- Gold and silver prices fell to the lowest levels of the session on Thursday, following the release of upbeat U.S. data on retail sales and initial jobless claims.

On the Comex division of the New York Mercantile Exchange, gold futures for April delivery rose to a session high of $1,375.40 a troy ounce, the most since September 9, before turning lower to last trade at $1,365.70 during U.S. morning hours, down 0.35%, or $4.70.

Gold rallied 1.77%, or $23.80 an ounce, on Wednesday to settle at $1,370.50.

Futures were likely to find support at $1,327.50 a troy ounce, the low from March 10 and resistance at $1,391.70, the high from September 9.

Meanwhile, silver for May delivery dropped 0.95%, or $0.20 cents, to trade at $21.16 a troy ounce. Silver ended Wednesday’s session up 2.61%, or $0.54 cents, to settle at $21.35 an ounce.

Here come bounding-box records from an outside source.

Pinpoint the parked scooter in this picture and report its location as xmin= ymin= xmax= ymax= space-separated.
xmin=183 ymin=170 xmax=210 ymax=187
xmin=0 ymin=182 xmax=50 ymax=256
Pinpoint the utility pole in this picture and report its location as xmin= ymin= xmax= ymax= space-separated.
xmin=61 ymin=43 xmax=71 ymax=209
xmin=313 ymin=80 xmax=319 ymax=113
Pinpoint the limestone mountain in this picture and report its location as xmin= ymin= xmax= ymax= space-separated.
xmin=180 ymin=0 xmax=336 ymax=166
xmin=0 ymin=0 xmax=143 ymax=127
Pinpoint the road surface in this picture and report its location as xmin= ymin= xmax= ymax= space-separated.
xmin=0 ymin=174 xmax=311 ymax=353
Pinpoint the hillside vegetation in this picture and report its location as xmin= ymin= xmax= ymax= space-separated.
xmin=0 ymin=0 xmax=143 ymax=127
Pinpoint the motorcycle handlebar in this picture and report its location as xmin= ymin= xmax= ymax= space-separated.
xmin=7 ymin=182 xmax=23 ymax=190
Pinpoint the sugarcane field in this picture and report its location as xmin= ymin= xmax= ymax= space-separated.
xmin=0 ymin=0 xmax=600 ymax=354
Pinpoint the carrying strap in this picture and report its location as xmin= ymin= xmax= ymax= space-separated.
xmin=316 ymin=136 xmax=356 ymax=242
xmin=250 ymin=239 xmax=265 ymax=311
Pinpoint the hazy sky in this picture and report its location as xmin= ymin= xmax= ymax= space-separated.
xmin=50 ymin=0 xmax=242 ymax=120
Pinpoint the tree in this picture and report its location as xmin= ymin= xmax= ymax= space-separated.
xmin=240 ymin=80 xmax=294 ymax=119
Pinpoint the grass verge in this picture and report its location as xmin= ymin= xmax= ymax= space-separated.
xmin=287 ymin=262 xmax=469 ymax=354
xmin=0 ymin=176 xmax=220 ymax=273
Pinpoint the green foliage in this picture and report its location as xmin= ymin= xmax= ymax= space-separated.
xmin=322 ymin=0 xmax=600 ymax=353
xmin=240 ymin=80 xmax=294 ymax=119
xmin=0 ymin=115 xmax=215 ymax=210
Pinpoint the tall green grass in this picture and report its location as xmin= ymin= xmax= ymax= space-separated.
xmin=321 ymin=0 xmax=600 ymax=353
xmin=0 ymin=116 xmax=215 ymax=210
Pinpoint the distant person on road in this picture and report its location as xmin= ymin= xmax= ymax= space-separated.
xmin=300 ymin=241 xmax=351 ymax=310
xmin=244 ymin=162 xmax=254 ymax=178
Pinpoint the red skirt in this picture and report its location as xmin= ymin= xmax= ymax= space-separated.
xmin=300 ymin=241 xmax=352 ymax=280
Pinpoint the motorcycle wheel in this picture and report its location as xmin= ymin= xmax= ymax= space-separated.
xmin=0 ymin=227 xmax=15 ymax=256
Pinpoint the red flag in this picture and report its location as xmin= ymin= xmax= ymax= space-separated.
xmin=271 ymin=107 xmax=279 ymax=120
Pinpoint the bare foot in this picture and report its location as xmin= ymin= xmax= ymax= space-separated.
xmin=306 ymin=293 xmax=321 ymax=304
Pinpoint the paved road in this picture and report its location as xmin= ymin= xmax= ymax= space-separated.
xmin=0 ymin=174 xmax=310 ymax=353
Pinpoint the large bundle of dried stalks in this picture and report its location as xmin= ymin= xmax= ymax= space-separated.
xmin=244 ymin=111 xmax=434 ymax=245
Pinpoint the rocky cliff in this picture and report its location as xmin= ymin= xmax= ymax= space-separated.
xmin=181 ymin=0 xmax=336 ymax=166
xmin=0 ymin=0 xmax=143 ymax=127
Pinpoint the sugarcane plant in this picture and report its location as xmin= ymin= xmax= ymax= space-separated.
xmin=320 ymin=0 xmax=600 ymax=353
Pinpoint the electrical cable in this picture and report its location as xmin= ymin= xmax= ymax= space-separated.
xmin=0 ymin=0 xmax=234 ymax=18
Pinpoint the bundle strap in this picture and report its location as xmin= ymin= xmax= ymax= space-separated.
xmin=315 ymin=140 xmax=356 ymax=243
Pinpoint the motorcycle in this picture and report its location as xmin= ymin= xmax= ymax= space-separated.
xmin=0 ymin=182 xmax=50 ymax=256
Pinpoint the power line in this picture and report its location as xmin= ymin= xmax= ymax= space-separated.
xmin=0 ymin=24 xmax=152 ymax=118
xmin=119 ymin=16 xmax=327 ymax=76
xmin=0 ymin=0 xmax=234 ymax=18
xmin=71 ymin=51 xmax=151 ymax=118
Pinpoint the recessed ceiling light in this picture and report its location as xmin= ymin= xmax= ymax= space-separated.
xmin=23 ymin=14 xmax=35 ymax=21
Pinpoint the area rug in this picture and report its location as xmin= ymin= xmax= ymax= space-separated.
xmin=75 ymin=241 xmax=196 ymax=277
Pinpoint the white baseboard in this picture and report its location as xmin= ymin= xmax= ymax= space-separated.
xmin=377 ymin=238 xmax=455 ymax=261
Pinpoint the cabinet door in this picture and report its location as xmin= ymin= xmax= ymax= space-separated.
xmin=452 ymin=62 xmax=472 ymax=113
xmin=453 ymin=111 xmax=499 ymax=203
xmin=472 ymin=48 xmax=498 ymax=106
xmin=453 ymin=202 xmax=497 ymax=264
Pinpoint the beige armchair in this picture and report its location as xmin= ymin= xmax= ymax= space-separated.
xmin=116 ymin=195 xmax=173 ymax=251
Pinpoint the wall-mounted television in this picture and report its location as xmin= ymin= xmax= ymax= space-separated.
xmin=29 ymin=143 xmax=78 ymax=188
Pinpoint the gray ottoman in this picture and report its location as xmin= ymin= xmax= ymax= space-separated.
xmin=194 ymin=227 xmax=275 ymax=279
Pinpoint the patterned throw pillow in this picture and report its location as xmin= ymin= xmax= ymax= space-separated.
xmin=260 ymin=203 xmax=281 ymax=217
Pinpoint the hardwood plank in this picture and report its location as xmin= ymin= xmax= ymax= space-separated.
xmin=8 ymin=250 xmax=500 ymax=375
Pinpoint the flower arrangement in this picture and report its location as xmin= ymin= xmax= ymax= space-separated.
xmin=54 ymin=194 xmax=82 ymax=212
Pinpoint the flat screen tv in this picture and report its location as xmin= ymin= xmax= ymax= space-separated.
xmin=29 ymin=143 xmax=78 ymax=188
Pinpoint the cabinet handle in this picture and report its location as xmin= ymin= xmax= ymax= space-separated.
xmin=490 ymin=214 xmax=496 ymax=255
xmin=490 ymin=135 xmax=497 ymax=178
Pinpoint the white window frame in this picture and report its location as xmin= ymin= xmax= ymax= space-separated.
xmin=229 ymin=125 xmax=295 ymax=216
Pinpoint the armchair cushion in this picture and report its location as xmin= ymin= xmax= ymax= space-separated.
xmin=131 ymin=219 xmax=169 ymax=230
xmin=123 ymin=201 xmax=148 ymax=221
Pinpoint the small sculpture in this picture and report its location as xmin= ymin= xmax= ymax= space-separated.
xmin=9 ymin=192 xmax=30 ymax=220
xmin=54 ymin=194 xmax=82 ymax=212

The U.S. Commerce Department said earlier that retail sales rose by 0.3% last month, beating expectations for a 0.2% increase.

Core retail sales, which exclude automobile sales, increased by 0.3% in February, compared to forecasts for a 0.2% increase.

Core sales correspond most closely with the consumer spending component of the government''s gross domestic product report. Consumer spending accounts for as much as 70% of U.S. economic growth.

A separate report showed that the number of people who filed for unemployment assistance in the U.S. last week fell unexpectedly to hit a 14-week low of 315,000 from the previous week’s revised total of 324,000.

Analysts had expected jobless claims to rise by 6,000 to 330,000 last week.

The better than expected data eased concerns over soft U.S. economic data seen in the past few months and underlined the view that the Federal Reserve is likely to continue to gradually taper its bond-buying program.

Gold hit a six-month high earlier in the session as investors continued to monitor events in Ukraine, where tension over moves by neighboring Russia in the Crimean region have heightened demand for safe haven assets.

U.S. President Barack Obama warned on Wednesday that unless Russian President Vladimir Putin pulls back from endorsing a referendum on Crimea joining Russia, the U.S. and its allies “will be forced to apply a cost to Russia’s violations of international law and its encroachments on Ukraine.”

President Obama’s comments came after Leaders of the Group of Seven biggest industrial nations warned Russia not to annex Crimea.

Elsewhere on the Comex, copper futures for May delivery slumped 0.45% to trade at $2.949 a pound following the release of lackluster data out of China.

Industrial production in China rose by an annualized rate of 8.6% in the first two months of 2014, the weakest since March 2009 and below expectations for a 9.5% increase.

A separate report showed that Chinese retail sales rose by a smaller-than-forecast 11.8% in the same period, the slowest pace for the first two months since 2004.

Copper has been under heavy selling pressure in recent sessions as growing concerns over the health of China’s economy dampened demand for growth-linked assets.

The industrial metal fell to $2.908 a pound on Wednesday, the weakest since July 2010.